Following MRM-1’s removal from Atlantis’ Payload Bay via the SRMS (Shuttle Remote Manipulator System), and handoff to the SSRMS, the MRM-1’s Automated Docking System (ADS) was powered up. This occurred once the SSRMS had positioned MRM-1 in the ‘pre-docking’ position – 150cm from the docking interface.
“MRM-1 module operations while on SSRMS: MRM-1 repower on SSRMS will reactivate core systems. MRM-1 Automated Docking System (ADS) will be powered up and the docking probe deployed,” added the overview. “After final interface alignment at 90 cm of docking interface separation, MRM-1 will be translated for final installation.”
Following powerup of the ADS, the MRM-1 docking probe was extended and an internal MRM-1 docking camera was activated – all while the module was attached only to the SSRMS. Crewmembers inside the ISS performed final alignments of the MRM-1 at a distance of 90cm from the docking interface.
This docking procedure was a critical part of the operation, with the potential a serious problem would result in an EVA and the module returning to Atlantis’ Payload Bay.
“MRM-1 docking probe removal in the event of probe retraction failure: In the event MRM-1 cannot be installed and the docking probe cannot be sufficiently retracted, EVA removal of the docking system will be required to return the module to the payload bay,” noted the contingency overview in the FRR materials.
“This contingency case requires multiple failures in a specific and brief period of time; due to this very low likelihood of occurrence, the decision was to establish a contingency plan to determine feasibility of execution but not complete all programmatic analysis required for the activity.
“Plan to put 2 EV crewmembers in APFR/PFR (Foot Restraints) on the Shuttle sill and have SRMS present the module to them for removal of 17 bolts and disconnection (or sever) of three power/data cables.

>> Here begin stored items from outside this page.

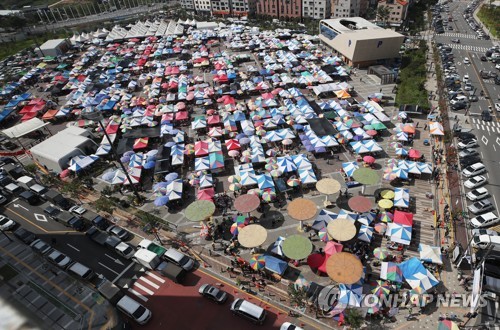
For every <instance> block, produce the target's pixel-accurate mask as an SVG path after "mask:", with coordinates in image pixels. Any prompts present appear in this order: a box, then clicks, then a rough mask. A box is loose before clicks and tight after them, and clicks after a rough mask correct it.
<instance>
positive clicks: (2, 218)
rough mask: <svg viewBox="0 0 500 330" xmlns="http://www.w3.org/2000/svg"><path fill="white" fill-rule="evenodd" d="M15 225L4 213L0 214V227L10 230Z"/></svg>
mask: <svg viewBox="0 0 500 330" xmlns="http://www.w3.org/2000/svg"><path fill="white" fill-rule="evenodd" d="M16 225H17V223H16V222H15V221H14V220H11V219H9V218H7V217H6V216H4V215H0V229H2V230H11V229H12V228H14V227H15V226H16Z"/></svg>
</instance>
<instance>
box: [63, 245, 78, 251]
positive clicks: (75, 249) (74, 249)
mask: <svg viewBox="0 0 500 330" xmlns="http://www.w3.org/2000/svg"><path fill="white" fill-rule="evenodd" d="M66 245H67V246H69V247H70V248H72V249H73V250H76V251H78V252H80V250H79V249H77V248H76V247H74V246H73V245H71V244H69V243H66Z"/></svg>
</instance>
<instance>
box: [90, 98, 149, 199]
mask: <svg viewBox="0 0 500 330" xmlns="http://www.w3.org/2000/svg"><path fill="white" fill-rule="evenodd" d="M81 115H82V117H84V118H85V119H88V120H92V121H94V122H97V123H98V124H99V127H101V129H102V131H103V132H104V135H105V136H106V139H107V140H108V143H109V145H110V147H111V153H112V154H113V156H114V158H115V160H116V161H117V162H118V164H120V166H121V168H122V170H123V173H125V176H126V177H127V180H128V182H129V183H130V187H132V191H133V192H134V195H135V197H136V198H137V200H138V201H139V202H140V201H142V197H141V195H139V192H138V191H137V189H136V187H135V186H134V185H133V183H132V179H131V178H130V176H129V174H128V171H127V169H126V168H125V166H124V165H123V163H122V162H121V161H120V158H119V157H118V154H117V153H116V150H115V148H114V147H113V143H112V142H111V139H110V138H109V135H108V133H107V132H106V128H105V127H104V124H103V123H102V121H103V120H104V117H103V115H102V113H101V111H99V110H93V109H91V108H90V107H87V108H86V109H84V110H83V111H82V112H81Z"/></svg>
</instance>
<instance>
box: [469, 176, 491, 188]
mask: <svg viewBox="0 0 500 330" xmlns="http://www.w3.org/2000/svg"><path fill="white" fill-rule="evenodd" d="M487 181H488V180H487V179H486V177H485V176H484V175H476V176H474V177H472V178H470V179H469V180H467V181H465V183H464V186H465V187H466V188H469V189H474V188H477V187H480V186H482V185H483V184H485V183H486V182H487Z"/></svg>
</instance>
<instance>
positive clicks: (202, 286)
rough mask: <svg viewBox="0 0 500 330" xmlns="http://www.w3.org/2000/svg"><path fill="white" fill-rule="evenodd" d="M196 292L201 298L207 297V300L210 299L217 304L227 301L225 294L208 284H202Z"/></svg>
mask: <svg viewBox="0 0 500 330" xmlns="http://www.w3.org/2000/svg"><path fill="white" fill-rule="evenodd" d="M198 292H199V293H200V294H201V295H202V296H204V297H207V298H208V299H211V300H213V301H215V302H216V303H218V304H223V303H225V302H226V300H227V292H224V291H222V290H219V289H218V288H216V287H215V286H213V285H210V284H203V285H202V286H200V288H199V289H198Z"/></svg>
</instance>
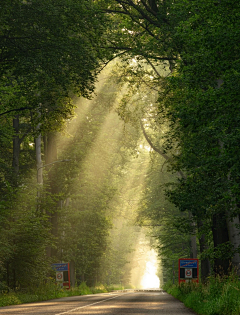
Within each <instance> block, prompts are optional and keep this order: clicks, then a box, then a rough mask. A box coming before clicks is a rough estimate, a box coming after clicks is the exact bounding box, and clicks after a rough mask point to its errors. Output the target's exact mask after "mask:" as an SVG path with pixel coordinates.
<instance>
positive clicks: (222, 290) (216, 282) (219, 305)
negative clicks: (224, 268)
mask: <svg viewBox="0 0 240 315" xmlns="http://www.w3.org/2000/svg"><path fill="white" fill-rule="evenodd" d="M164 290H165V291H167V292H168V293H169V294H171V295H173V296H174V297H175V298H177V299H179V300H180V301H182V302H183V303H184V304H185V306H187V307H189V308H191V309H193V310H194V311H195V312H196V313H198V314H201V315H239V314H240V281H239V280H238V277H237V275H235V274H234V273H232V274H231V275H230V276H228V277H227V276H216V277H209V279H208V283H207V284H206V285H204V284H202V283H199V284H198V283H183V284H181V286H178V285H170V284H167V285H166V286H165V287H164Z"/></svg>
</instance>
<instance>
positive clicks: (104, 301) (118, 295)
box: [55, 292, 129, 315]
mask: <svg viewBox="0 0 240 315" xmlns="http://www.w3.org/2000/svg"><path fill="white" fill-rule="evenodd" d="M125 294H129V292H127V293H124V294H119V295H117V296H114V297H111V298H109V299H105V300H101V301H98V302H95V303H91V304H88V305H84V306H80V307H77V308H73V309H72V310H69V311H67V312H63V313H58V314H55V315H63V314H69V313H71V312H74V311H77V310H79V309H81V308H84V307H88V306H92V305H96V304H99V303H102V302H106V301H109V300H112V299H116V298H117V297H119V296H122V295H125Z"/></svg>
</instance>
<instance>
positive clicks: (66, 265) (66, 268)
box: [52, 263, 68, 271]
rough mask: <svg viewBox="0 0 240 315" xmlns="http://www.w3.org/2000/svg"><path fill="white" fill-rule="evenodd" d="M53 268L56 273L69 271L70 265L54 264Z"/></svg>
mask: <svg viewBox="0 0 240 315" xmlns="http://www.w3.org/2000/svg"><path fill="white" fill-rule="evenodd" d="M52 268H53V269H54V270H56V271H68V263H66V264H64V263H62V264H52Z"/></svg>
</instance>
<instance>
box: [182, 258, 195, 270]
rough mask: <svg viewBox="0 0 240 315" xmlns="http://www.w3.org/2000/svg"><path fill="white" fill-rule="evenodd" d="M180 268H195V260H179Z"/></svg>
mask: <svg viewBox="0 0 240 315" xmlns="http://www.w3.org/2000/svg"><path fill="white" fill-rule="evenodd" d="M180 268H197V260H190V259H186V260H185V259H181V260H180Z"/></svg>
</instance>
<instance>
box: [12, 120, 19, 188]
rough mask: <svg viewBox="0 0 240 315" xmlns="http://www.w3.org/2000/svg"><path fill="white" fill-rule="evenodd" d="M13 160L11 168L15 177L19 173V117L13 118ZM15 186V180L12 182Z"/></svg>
mask: <svg viewBox="0 0 240 315" xmlns="http://www.w3.org/2000/svg"><path fill="white" fill-rule="evenodd" d="M13 129H14V136H13V160H12V167H13V169H14V174H15V176H16V177H17V175H18V173H19V157H20V139H19V116H18V115H17V116H15V118H14V119H13ZM14 182H15V184H16V180H14Z"/></svg>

Necessary EVA tools flying on Progress 37 to allow for EVA removal of an MRM-1 docking probe that is failed in a deployed state.
“EV crew members trained on flight hardware (1 g) at RSC-E facility in Moscow. Preliminary PDRS, SSRMS and EVA procedures have been developed and will be submitted in real-time as required. This contingency plan entails open-work associated with hardware tie-down or disposal.”
However, all went to plan, with contact sensors indicating the correct position for installation, allowing the MRM-1 automated docking software to retract the docking probe, drawing the interfaces together, close hooks and handover electrical and data control of MRM1 to the FGB.
Additionally, MRM-1 was the first permanent ISS module to be installed via use of the Robotic Works Station (RWS) in the newly arrived Cupola viewing module – a module brought up to the ISS on the STS-130/20A mission in February of this year.